Je n’utilise pas cette eau pour le goulot des enfants, ni pour rincer la salade dans l’évier comme de l’eau du réseau. Toiture, oiseaux, poussières urbaines : le jardin, oui. La carafe, non.
Deux cuves, un toit, un ordre de grandeur
Un toit de 40 m², 10 mm de pluie, ça fait 400 litres si tout arrive — ce qui n’arrive jamais : pertes, débordement du filtre, première minute qui part ailleurs. En pratique, comptez plutôt 60 à 70 % sur une descente unique, moins si les gouttières sont moussues. Un orage de 20 mm remplit donc une cuve de 500 litres et envoie le reste au trop-plein. D’où l’intérêt de deux cuves en série : la seconde se remplit quand la première est pleine, via un tuyau de trop-plein calé, pas via un T bricolé qui aspire de l’air.
Je relie les fonds par un flexible de gros diamètre si les deux sont au même niveau, pour égaliser. Sinon, trop-plein de la première vers le haut de la seconde. Le filtre reste en tête, une seule fois. Deux paniers à vider, c’est deux oublis. En été, l’eau qui stagne six semaines dans une cuve au soleil verdit : on brosse, on rince, on remet à l’ombre si on peut, on n’ajoute pas d’eau de Javel « pour faire propre » avant d’arroser les salades. L’ombre et le couvercle suffisent presque toujours.
Les descentes de toiture mal pentées, ça se voit à la flaque sur la terrasse, pas à la cuve. Un coup de niveau sur la gouttière, un nettoyage des naissances en novembre, en même temps que les outils : c’est le même week-end, le même état d’esprit.
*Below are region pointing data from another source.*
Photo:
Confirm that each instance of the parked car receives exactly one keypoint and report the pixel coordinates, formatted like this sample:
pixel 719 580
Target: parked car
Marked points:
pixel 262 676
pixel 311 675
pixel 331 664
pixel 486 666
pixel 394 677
Une cuve neuve sous une gouttière bouchée, c’est un vase décoratif.
Questions fréquentes
Puis-je raccorder la cuve aux WC ?
C’est un autre dossier : double réseau, normes, parfois déclaration. Pour le jardin, restez sur l’arrosoir et le goutte-à-goutte. Je ne dessine pas une installation intérieure ici.
La cuve verte, ça se boit pour les plantes même trouble ?
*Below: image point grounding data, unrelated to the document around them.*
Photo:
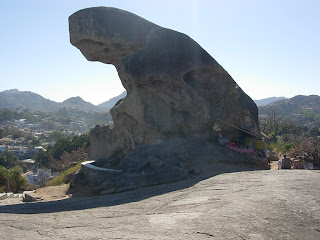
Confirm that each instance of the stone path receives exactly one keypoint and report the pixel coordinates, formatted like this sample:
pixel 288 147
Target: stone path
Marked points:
pixel 241 205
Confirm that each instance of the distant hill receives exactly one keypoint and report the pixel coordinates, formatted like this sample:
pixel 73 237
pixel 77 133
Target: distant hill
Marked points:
pixel 78 103
pixel 112 101
pixel 27 100
pixel 303 109
pixel 266 101
pixel 14 98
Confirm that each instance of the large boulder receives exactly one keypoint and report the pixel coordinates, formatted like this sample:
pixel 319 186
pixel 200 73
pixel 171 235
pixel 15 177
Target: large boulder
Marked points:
pixel 174 87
Trouble = particules et algues. Filtrez, brossez une fois l’an, mettez à l’ombre. Si ça sent l’égout, videz : il y a eu de l’anaérobie ou des feuilles en putréfaction.
Un fut alimentaire de 200 litres suffit-il ?
Pour deux jardinières, oui. Pour un potager d’été, vous serez à sec après un week-end. Mieux vaut deux fûts reliés qu’un seul seau qui déborde et se vide.
Les moustiques tigre viennent-ils vraiment de ma cuve ?
Ils viennent de tout point d’eau stagnante, y compris la soucoupe. Fermez la cuve ; regardez aussi les seaux et les bâches. Une cuve bien close n’est pas le problème principal du quartier.